Home


It’s really strange to be here. Back in California, I mean, in my little cottage, in my little job. It was so incredibly surreal spending a week in Iowa with people I adore. Seriously? It made me want to move back. Everyone keeps asking me how my trip was, what was my favorite part, and I’m pretty sure my favorite part was a random hour sitting on a couch with my family or Anastasia. There was no best part, really. Well, except for maybe Kent’s pancakes. Also, I was looking at my nephew Sean Patrick’s photo albums, the ones his mom Melissa made for him, and was stunned at the loss of all pictures of my brothers and I as kids. We have some random pictures, and I’m sure Ian has a hoard of them at the farmhouse, but I don’t even know where my baby book is. One evening, though, Melissa handed me a stack of photos that were just devastating- pictures of all of us, at every awkward age, divorce pictures, London pictures, pictures even from two Christmasses ago. Pictures of my mom and dad when they were actually married. Now that’s strange to remember. It’s one thing to hold that thought in your brain, but another altogether to see them in the same frame. Bizzare.

The last couple of days at work, I’ve sat at my desk and slowly ticked off the things I had to accomplish, but after each one, I sort of looked around to try to remember what I do for a living. Nine days is a long time to be away, and what it has done is given me a whalloping slice of perspective. I don’t know what I can accomplish in this job. I don’t know what is possible, regardless of who I know, and who my dad knows, and the excitement surrounding it… there is only so much money in this valley, and that money has gone to so many other worthy causes, and I don’t know how much is left for my organization. I’m plowing ahead with programs and plans but I don’t know how many people I may disappoint. That’s hard. And I don’t want to disappoint myself.

I’ve officially lived in Napa Valley for a year, as of October 23rd. Un-forking-believeable. So much happens in a year, and I can’t believe the itch is already here. Maybe it’s because I travel so much, I spend so much time on planes and in other locales, that eventually I don’t feel satisfied wherever I call “home”. I have the sweetest abode ever, the best little cottage in the world, and still, I wonder what it would be like to move to downtown Napa so I wouldn’t have to burn so much gas every day when I drive to work. I wonder what it would be like to move back to New York. I know it’s just that I’ve been gone, and I’m haunted by every place I’ve been, but the feelings are still there. I have friends and family who root me all over the country, but that is the problem, really.
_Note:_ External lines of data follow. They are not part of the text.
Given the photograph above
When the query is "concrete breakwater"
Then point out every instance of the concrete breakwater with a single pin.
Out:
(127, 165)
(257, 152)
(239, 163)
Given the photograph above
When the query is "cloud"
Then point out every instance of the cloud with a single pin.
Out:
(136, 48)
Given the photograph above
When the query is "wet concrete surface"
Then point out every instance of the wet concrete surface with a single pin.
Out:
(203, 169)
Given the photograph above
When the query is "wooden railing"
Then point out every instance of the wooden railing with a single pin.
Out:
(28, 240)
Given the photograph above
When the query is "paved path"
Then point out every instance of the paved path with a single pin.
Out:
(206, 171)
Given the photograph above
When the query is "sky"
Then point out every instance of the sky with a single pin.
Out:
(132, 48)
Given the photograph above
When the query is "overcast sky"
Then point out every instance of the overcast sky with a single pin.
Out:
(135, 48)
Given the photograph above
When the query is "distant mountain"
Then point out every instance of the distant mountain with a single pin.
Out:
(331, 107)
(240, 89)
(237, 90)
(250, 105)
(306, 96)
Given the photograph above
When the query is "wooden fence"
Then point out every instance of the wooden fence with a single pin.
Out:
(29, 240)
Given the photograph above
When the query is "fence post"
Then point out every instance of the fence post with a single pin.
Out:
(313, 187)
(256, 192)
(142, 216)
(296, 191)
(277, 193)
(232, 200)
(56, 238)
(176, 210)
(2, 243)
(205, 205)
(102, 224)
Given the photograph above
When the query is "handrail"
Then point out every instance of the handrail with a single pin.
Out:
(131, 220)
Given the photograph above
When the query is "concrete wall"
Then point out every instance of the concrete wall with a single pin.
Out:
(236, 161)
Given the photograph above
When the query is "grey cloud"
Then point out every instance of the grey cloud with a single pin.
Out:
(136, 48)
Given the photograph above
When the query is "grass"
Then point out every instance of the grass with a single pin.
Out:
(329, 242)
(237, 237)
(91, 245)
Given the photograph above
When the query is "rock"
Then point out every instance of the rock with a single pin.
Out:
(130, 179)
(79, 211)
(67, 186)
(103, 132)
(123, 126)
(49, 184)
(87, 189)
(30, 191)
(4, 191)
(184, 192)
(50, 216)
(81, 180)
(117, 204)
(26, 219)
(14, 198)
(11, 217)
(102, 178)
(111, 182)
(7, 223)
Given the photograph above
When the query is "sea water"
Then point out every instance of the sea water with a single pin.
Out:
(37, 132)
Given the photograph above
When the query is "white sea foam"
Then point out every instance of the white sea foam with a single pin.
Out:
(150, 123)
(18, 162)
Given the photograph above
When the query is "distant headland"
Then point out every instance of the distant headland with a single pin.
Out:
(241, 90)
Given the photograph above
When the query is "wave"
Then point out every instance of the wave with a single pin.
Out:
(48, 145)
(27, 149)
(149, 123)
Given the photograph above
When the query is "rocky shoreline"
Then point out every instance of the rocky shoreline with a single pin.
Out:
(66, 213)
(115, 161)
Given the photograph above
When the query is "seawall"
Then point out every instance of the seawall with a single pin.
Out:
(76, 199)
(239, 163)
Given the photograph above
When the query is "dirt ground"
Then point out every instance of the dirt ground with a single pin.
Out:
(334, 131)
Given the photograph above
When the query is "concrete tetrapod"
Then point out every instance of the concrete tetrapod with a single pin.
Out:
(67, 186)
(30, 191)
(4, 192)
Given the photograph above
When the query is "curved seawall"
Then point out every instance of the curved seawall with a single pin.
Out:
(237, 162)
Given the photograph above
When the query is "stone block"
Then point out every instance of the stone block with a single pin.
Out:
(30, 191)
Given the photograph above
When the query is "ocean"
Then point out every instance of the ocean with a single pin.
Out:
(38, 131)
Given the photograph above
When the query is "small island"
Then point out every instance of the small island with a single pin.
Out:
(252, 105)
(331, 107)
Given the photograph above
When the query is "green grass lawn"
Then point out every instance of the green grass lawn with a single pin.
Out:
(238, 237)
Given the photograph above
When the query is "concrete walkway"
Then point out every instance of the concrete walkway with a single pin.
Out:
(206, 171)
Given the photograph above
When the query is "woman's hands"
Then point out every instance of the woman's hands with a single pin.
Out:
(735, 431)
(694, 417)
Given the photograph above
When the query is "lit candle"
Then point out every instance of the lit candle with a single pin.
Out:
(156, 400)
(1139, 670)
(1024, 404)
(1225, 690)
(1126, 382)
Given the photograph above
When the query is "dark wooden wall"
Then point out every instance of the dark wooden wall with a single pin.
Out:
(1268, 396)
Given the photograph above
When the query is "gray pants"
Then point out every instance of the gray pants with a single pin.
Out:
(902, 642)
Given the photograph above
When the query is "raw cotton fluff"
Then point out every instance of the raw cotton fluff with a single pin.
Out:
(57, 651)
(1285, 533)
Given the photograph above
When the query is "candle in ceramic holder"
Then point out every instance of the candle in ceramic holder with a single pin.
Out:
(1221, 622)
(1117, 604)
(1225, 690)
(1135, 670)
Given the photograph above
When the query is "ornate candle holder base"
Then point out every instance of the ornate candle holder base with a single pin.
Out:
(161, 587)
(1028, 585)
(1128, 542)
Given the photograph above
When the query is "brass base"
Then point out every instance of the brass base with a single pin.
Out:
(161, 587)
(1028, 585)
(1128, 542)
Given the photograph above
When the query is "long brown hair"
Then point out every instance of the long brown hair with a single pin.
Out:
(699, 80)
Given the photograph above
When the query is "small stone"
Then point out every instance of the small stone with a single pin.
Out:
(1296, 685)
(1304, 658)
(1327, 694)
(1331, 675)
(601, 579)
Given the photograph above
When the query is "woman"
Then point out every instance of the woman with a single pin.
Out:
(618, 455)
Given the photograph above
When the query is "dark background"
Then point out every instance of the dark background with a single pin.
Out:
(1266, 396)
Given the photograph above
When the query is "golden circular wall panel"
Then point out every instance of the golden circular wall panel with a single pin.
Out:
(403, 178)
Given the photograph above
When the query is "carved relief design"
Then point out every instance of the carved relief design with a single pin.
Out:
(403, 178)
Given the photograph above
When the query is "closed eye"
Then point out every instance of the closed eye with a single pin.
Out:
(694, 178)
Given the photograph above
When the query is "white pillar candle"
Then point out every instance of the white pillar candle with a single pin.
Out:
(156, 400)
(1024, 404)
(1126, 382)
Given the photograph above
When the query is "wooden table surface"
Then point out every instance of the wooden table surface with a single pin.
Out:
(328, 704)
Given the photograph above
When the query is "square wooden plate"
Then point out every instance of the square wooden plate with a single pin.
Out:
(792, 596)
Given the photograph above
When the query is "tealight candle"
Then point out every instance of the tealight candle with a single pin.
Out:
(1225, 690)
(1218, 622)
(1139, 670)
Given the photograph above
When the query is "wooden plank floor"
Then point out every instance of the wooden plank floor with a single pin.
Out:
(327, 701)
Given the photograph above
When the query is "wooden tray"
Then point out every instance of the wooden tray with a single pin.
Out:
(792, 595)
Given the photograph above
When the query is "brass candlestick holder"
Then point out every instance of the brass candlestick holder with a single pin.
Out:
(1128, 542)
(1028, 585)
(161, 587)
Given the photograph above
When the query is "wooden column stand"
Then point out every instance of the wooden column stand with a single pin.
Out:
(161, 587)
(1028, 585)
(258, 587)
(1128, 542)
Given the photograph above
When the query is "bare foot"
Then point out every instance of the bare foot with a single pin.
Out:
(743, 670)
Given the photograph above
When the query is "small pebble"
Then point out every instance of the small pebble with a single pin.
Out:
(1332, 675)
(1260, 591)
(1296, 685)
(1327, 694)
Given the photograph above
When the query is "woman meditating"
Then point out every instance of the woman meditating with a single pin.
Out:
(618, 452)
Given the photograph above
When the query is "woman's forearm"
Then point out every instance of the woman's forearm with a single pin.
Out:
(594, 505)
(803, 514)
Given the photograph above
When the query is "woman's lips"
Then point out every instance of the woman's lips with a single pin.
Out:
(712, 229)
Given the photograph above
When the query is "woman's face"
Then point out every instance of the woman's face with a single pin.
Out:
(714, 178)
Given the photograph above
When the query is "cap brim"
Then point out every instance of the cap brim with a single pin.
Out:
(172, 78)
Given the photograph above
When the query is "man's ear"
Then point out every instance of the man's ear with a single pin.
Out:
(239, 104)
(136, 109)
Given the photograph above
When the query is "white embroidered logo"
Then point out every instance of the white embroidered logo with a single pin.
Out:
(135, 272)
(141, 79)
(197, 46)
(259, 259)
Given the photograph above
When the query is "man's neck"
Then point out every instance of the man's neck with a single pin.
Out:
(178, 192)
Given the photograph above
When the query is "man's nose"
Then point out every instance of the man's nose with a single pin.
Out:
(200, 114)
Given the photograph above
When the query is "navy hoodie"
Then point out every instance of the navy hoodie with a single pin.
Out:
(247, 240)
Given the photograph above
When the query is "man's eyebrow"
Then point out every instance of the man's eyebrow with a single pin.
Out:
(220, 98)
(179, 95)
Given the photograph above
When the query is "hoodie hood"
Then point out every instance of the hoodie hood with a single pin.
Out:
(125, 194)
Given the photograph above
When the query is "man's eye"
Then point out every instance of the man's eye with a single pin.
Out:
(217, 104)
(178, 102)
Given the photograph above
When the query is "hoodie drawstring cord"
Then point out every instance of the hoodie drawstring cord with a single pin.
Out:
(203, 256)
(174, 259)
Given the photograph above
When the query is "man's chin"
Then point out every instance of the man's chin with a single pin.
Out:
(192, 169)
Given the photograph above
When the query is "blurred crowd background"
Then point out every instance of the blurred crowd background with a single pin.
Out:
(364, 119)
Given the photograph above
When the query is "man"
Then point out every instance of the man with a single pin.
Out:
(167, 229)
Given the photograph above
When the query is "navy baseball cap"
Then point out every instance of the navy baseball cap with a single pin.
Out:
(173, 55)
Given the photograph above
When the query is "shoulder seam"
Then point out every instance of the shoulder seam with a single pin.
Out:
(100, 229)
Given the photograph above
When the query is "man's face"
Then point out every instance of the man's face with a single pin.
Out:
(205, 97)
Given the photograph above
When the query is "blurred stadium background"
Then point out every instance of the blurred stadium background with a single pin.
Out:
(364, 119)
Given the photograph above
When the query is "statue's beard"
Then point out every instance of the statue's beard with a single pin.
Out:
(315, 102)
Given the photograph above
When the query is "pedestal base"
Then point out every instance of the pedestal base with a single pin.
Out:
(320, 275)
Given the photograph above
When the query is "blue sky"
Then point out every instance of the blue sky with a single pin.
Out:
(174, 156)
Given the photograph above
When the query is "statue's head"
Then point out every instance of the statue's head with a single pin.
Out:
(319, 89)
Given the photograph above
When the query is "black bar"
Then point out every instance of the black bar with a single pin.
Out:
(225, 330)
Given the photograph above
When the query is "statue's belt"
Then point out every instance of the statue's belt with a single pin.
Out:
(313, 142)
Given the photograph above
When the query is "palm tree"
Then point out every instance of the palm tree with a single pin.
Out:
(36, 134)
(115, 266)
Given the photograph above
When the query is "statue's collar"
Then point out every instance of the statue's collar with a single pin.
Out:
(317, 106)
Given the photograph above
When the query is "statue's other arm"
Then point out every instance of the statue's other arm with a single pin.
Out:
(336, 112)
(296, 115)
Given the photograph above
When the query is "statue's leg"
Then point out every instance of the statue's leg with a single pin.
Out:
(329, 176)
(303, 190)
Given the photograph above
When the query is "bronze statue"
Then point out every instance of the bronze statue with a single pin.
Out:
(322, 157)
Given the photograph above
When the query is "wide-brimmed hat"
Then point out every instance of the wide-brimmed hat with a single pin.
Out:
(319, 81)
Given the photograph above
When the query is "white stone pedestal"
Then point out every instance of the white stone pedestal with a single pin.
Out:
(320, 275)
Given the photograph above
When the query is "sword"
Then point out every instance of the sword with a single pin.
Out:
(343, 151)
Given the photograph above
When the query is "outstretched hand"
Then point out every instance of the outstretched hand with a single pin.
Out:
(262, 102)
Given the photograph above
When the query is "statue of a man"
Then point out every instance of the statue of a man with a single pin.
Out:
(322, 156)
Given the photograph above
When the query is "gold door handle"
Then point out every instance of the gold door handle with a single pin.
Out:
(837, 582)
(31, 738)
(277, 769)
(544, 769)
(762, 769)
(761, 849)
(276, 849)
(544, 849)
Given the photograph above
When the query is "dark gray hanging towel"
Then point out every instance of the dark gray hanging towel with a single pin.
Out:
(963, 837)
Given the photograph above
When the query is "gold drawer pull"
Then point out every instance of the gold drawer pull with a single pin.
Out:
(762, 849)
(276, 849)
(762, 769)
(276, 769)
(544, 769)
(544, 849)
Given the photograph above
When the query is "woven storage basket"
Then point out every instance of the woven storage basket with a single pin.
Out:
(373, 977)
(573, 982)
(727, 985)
Kent and Melissa have completely changed the way they eat. It’s incredible. I know I keep on using superlatives to describe everything but they are apt. Kent has always knocked my socks off when he steps into the kitchen, when he creates these amazing concoctions on his deliciously crowded electric stove, but this time, it was all about fresh vegetables and curries and wonderment. I mean, except for the pancakes. His wok is enormous and much-loved, his knives sharp and true, and both Kent and Melissa (and Anastasia) have inspired me to do something about the way I feel about my body right now. But really, I just want to be back around everyone. My dad is in the desert, my mom is in New York, my closest brother is two hours away. I mean, clearly it could be much worse, but I’m wishing that everyone would just come home for a little while. And then tell me where home is, so I could meet everyone there.